Brack Talk: who cares about education?

The facade of a high school education is never more apparent than during registration season.

“Do I need four years of a language to get into privates?” I heard some ask while nervously looking over their pink registration forms. I know that many German students plan on leaving the program after their UC-required three years of indentured language servitude is up.

We have one of the best German teachers in the state, but students who’ve spent three years of their high school career building a bedrock of vocabulary and grammar knowledge plan to throw that away now that they’ve fulfilled course requirements. College credits are done? Life is done.

A majority are of the opinion that high school is just a conveyor belt into college into a high-paying STEM job. This rat-a-tat-tat of moving up the ladder, while probably realistic, focuses only on a narrow band of application and salary successes, missing out on rewarding personal growth.

For those dead-set on grades to the detriment of receiving actual education, I have something to tell you. Your life will not be rewarding if you can’t enjoy Walt Whitman’s poetry without the urge to use Sparknotes. Your character will not improve if the way you approach challenge is calling in sick in order to cram for a better grade. You will not be an interesting person if your reading skills end at combing online passages for quiz answers.
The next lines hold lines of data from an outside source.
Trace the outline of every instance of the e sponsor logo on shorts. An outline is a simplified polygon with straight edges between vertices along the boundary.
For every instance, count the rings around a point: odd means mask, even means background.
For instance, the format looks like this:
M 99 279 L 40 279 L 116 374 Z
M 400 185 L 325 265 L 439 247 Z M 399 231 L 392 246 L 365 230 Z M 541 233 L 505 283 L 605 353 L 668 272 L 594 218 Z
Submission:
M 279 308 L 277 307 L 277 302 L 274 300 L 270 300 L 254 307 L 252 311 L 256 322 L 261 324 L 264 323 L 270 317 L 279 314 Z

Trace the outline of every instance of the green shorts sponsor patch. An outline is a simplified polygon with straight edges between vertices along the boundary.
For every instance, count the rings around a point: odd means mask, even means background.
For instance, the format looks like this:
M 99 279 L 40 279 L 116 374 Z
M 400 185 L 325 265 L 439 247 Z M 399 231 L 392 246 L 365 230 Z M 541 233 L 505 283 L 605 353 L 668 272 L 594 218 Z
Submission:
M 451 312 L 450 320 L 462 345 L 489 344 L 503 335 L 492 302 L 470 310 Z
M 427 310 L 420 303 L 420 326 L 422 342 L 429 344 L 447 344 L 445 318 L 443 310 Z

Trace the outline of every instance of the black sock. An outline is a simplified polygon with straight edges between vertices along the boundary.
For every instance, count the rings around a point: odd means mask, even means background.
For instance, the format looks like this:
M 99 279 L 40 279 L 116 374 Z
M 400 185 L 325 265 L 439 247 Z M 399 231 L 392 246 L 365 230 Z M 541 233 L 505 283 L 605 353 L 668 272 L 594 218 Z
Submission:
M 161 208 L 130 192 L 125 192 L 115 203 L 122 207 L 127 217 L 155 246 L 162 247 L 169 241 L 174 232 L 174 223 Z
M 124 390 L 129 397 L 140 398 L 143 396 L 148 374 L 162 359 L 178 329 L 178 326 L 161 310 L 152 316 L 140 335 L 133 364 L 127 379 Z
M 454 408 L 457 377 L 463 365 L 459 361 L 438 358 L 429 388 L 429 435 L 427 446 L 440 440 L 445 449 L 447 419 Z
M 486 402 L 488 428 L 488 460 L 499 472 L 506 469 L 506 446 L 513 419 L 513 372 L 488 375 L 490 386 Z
Academically, grades are king, for better or worse. It’s a reality we all live with. But there’s a happy medium between prioritizing grades and attempting learning.

Some of these are in students’ court: critically analyzing a passage in whole to find the multiple choice answer, for example, or attempting their best (not BS’ed) work on language writing homework to push their fluency. One of the best academic feelings you can get, in my opinion, is completing a whole math assignment, review problems and all.

Teachers can facilitate these habits by assigning legitimately useful work that aims to teach instead of piecemeal filler that pushes students to copy or fake real work.

Because many students are stuck doing soul-numbing, nonsense assignments in most of their classes, they probably feel that’s all school can be. I urge these students to try something new. Sign up for an ROP or elective course that you’re unsure of and maybe you’ll find a subject that inspires you to pursue a topic as a career.

Grades determine your options, but those options only matter if you’re genuinely interested in pursuing them.